Forecast
Period versus Prediction Period
We will use the phrase "forecast period" to refer to the actual
forecast
period in the base dataset, currently 2001:42005:4. You may, however,
deal with any
period within the overall 1952:12005:4 period, and we will use the phrase
"prediction period" to refer to the period you have chosen. The
only restriction
is that if you are going to solve the model, the prediction period cannot
begin earlier
than 1954:1.
The US Model Datasets
Everything about the model is stored in a single dataset:
 values on all the endogenous and exogenous variables from 1952:1
through 2005:4,
 specification information, and
 coefficient estimates.
The dataset for the November 1, 2001, update of the model is called BASE
with a password
of BASE. You will name and create your own dataset, using BASE as a
starting point.
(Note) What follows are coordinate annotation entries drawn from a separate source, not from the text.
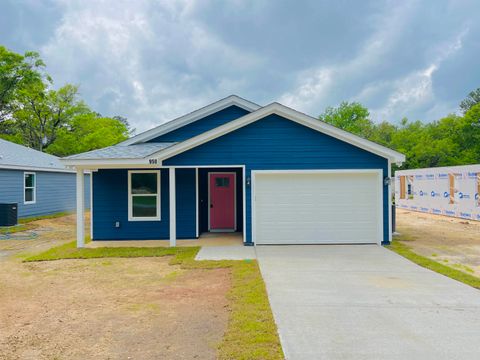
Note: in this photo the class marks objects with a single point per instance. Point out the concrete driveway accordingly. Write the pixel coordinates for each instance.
(366, 302)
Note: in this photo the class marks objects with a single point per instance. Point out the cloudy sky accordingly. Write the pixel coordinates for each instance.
(154, 60)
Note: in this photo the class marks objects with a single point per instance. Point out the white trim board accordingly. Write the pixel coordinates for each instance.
(378, 172)
(39, 169)
(290, 114)
(192, 117)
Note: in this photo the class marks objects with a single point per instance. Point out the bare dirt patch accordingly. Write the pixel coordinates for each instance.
(451, 241)
(42, 235)
(139, 308)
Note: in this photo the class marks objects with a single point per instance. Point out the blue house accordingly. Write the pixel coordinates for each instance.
(271, 173)
(39, 183)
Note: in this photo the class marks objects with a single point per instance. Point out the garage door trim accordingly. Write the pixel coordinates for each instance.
(378, 172)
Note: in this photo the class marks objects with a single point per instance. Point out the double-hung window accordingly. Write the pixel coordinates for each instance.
(144, 195)
(29, 188)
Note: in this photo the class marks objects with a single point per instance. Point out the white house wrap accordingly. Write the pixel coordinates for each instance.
(452, 191)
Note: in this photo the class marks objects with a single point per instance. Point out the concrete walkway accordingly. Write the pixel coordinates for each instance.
(239, 252)
(366, 302)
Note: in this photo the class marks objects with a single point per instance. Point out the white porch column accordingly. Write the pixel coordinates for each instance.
(173, 207)
(80, 208)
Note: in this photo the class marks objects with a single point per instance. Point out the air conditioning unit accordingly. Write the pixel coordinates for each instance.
(8, 214)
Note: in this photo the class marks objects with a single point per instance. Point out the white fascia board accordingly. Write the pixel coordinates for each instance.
(288, 113)
(107, 163)
(191, 117)
(33, 168)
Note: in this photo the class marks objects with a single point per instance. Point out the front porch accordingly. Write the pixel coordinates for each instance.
(205, 240)
(164, 206)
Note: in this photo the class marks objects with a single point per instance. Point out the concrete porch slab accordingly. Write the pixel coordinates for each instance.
(205, 240)
(226, 253)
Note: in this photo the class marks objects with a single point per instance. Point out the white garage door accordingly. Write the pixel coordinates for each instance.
(317, 207)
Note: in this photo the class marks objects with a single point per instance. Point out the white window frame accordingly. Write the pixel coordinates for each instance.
(130, 196)
(34, 188)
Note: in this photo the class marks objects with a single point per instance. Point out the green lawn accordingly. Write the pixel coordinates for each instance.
(251, 331)
(402, 249)
(24, 224)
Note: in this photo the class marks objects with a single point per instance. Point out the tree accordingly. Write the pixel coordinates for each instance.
(17, 72)
(352, 117)
(472, 99)
(88, 132)
(41, 112)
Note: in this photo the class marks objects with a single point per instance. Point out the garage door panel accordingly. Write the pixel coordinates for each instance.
(316, 208)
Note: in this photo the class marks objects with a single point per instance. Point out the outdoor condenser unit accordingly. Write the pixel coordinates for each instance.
(8, 214)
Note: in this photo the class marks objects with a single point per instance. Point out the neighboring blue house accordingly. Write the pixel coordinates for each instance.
(38, 182)
(272, 173)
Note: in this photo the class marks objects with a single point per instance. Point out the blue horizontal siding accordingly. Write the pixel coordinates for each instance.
(55, 192)
(200, 126)
(186, 211)
(275, 143)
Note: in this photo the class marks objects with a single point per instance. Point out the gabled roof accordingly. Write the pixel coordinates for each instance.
(121, 155)
(288, 113)
(192, 117)
(138, 151)
(18, 157)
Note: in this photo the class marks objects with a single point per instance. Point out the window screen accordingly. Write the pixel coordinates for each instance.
(29, 188)
(144, 196)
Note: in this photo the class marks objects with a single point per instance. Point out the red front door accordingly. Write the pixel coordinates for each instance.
(222, 201)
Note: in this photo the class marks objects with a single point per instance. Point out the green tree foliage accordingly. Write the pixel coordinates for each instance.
(41, 112)
(452, 140)
(88, 132)
(472, 99)
(57, 121)
(17, 72)
(352, 117)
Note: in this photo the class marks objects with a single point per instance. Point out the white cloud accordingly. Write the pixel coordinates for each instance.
(148, 62)
(416, 89)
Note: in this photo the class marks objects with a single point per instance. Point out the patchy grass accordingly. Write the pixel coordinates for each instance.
(70, 251)
(4, 230)
(25, 224)
(455, 274)
(42, 217)
(251, 331)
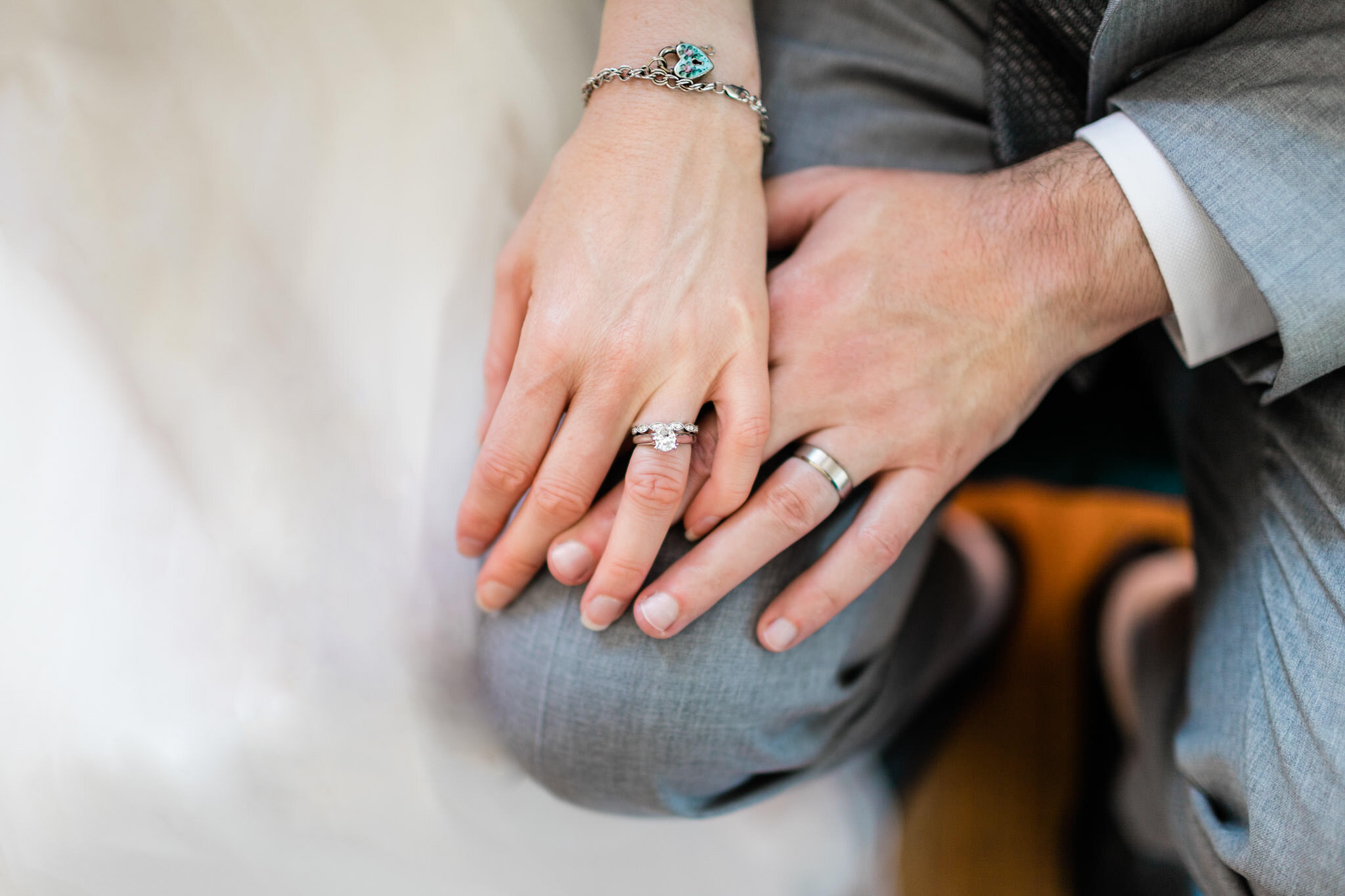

Say
you call your dataset NEW and give it the password of NEW. When you first
start, NEW and
BASE are exactly the same, and then NEW gets modified as you make changes
(change
exogenous variables, coefficients, etc.). Once you are done making
changes, you tell the
program to solve the model. The program solves the model, and after this
solution, the
values of the endogenous variables in NEW are the predicted values. You
can examine (i.e.,
write to the screen, print to a printer, or download to a file) the
values in BASE and in
any datasets you create.
In many cases one is interested in how the values of the endogenous
variables in NEW
compare to the original values in BASE. Say that you changed federal
government purchases
of goods (COG) for the forecast period and are interested in how this
change affected real
GDP (GDPR). You can simply tell the program that you want to compare GDPR
in NEW versus
BASE, and it will show you the two sets of values and the differences.
(Once you do this a
few times you will get
the hang of it.)
WARNING: A comparison done this way only works if you
take the beginning
of your prediction period to be no earlier than the beginning of the
forecast period in
BASE. See Section 2.6 in Chapter 2 of
The US Model Workbook
for what needs to be done for
comparisons within a period for which historical data exist. This is
important: Do not
take your prediction period to begin earlier than the forecast period
until you have read
Section 2.6.
The program is flexible as to what you take as your base dataset.
Although the first time
you start the base dataset is BASE, after you have created new ones, you
can use any of
these as your base. For example, if you created NEW and now want to makes
further changes
and create NEW1, you simply tell the program that you want NEW as your
base dataset. Once
you have created NEW1, you can either compare the values in NEW1 with
those in NEW or the
values in NEW1 with those in BASE. You do this by simply telling the
program which two
datasets to use for the comparison.
If you make changes to your dataset and do not ask the program to solve
it (which you are
allowed to do), the values of the endogenous variables in the dataset are
not consistent
with your changes because they are not the solution values. Make sure you
remember whether
your dataset has been solved. As a general rule, you might always solve
your datasets
immediately after you have made your changes.
Units of the Variables
Although the flow variables in the US model are at quarterly rates, for
most
purposes it is useful to work with variables at annual rates. For the
most part you will
work with variables at annual rates: the program lists the variables at
annual rates and
your changes are taken to be at annual rates. The only time you need care
about quarterly
rates is if you are downloading the data to your computer for estimation
purposes, since
for estimation purposes the variables should be at quarterly rates. There
is an option in
the program to download the data at quarterly rates.
Notation for Quarters
When you type a quarter, such as the fourth quarter of 1996, you type
19964. In the
documentation, however, the notation 1996:4 is sometimes used. You should
not type the
colon when entering the quarter you want.
Solution Errors
If you make wild changes to the exogenous variables or coefficients, the
model may
not solve. When the model does not solve, you will get a solution error
message, and the
existing values of the endogenous variables in your dataset will not be
changed. (Your
dataset will still be inconsistent in the sense discussed above.) You
need to be less wild
and try again. As a general rule, as discussed in Chapter 2 of
The US Model Workbook, you
should not try to push the economy into extreme areas. Macroeconometric
models are not
likely to be reliable when variable values are pushed far beyond their
historical ranges.
Notation for the Variables
If you are going to work with the US model, it may be useful to print
Appendix A and the Chapter 5 tables for ease of reference. The notation
in the software matches the notation in Appendix A almost exactly.
One exception concerns the option to "Modify the equations."
If you are unclear about the left and right hand side variables, consult
Appendix A and the Chapter 5 tables. The notation is fairly clear in the
software
except for equations 19 and 29, where the notation for the left and right
hand side variables is stupid.
You should also note that equation 12, which explains the capital stock
of the firm sector (KK), is sometimes referred to in the software as the
IKF equation. Equation 12 used to explain IKF, but it now explains KK, with
IKF being determined by identity 92.